A front tightener and a back tightener, of a lower tool set, are
moved towards each other to come in contact with the partially
compressed stock. The partially compressed stock is compressed, by
use of the front tightener and the back tightener, around a
relatively smaller pin than the large pin, the smaller pin
connected to the back tightener, such that the partially compressed
stock is compressed to a fully compressed state, wherein the two
ends of the fully compressed stock partially overlap to form a
complete circular shape. The smaller pin is moved in a horizontal
direction away from the front tightener. The fully compressed stock
is dropped from the small pin to a receptacle located below the
lower tool set.
[0010] In another embodiment, a method of forming a stock material
is provided. A front cradle and a back cradle of a first tool set
are moved to compress a piece of stock material around a large pin,
the large pin located intermediate the front cradle and the back
cradle, wherein the stock material forms an at least partially
circular shape and is in a partially compressed state. The
partially compressed stock automatically moves to a location
between a front tightener and a back tightener of a second tool
set. The partially compressed stock is compressed around a small
pin with the front and back tighteners, the stock material forming
a complete circular shape and being in a fully compressed state.
The fully compressed stock is released from the small pin.

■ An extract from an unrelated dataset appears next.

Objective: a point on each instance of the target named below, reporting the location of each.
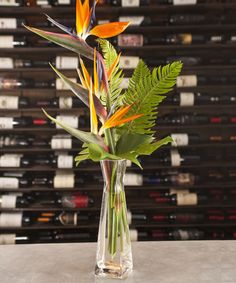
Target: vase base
(112, 270)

[0011] In another embodiment, an apparatus for forming a piece of
material is provided. An upper tool set, movable in a horizontal
forward and backward direction, comprises a front cradle and a back
cradle adapted to compress the piece of material around a large
pin. A nest, movable in a horizontal left and right direction,
comprises a left nesting slide and a right nesting slide, wherein
the nest is located at a vertical level below the upper tool set. A
lower tool set, movable in a horizontal forward and backward
direction, comprises a front tightener and a back tightener,
wherein the lower tool set is at a vertical level below the nest
and the nesting slides are approximately perpendicular to the lower
tool set, wherein the front and back tighteners are adapted to
compress around a small pin, the small pin being smaller than the
large pin.
BRIEF DESCRIPTION OF THE DRAWINGS
[0012] FIG. 1 is a schematic view from overhead of an embodiment of
the upper or top cradle tools.
[0013] FIG. 2 is a schematic view of an embodiment of a stock unit
after it is shaped by the front cradle around a large pin.
[0014] FIG. 3 is a schematic side view of the embodiment of FIG.
1.
[0015] FIG. 4 is a schematic view from overhead of the upper or top
cradle tools with the nesting slides in position to hold a
partially formed tolerance ring.
[0016] FIG. 5 is a schematic view from overhead view of an
embodiment of the lower or bottom cradle tools.
[0017] FIG. 6 is a schematic side view of the embodiment of FIG.
5.
[0018] FIG. 7 is a schematic view from overhead of an embodiment of
the upper or top cradle tools, nesting slides, and lower cradle
tools.
[0019] FIG. 8 is a schematic side view of the embodiment of FIG.
7.
[0020] FIG. 9 is a schematic view from overhead of the nesting
slides.
[0021] FIG. 10 is a schematic side view of the nesting slides and
the large pin.
[0022] FIG. 11 is a schematic view from overhead of an embodiment
of the large pin and ejectors.
[0023] FIG. 12 is a schematic side view of the embodiment of FIG.
11.
DETAILED DESCRIPTION OF THE PREFERRED EMBODIMENTS
[0024] Embodiments of the invention are directed towards forming
manufacturing parts in a quick and efficient manner. The systems
and procedures employed here may apply to a variety of shapes and
materials. One of the embodiments is directed to forming tolerance
rings; however, the invention can be used to form a variety of
parts. Generally, the embodiments described below will be used for
objects composed of metal; however, it is understood that the
invention may be used with any suitable materials that may be
readily transformed from one configuration to another.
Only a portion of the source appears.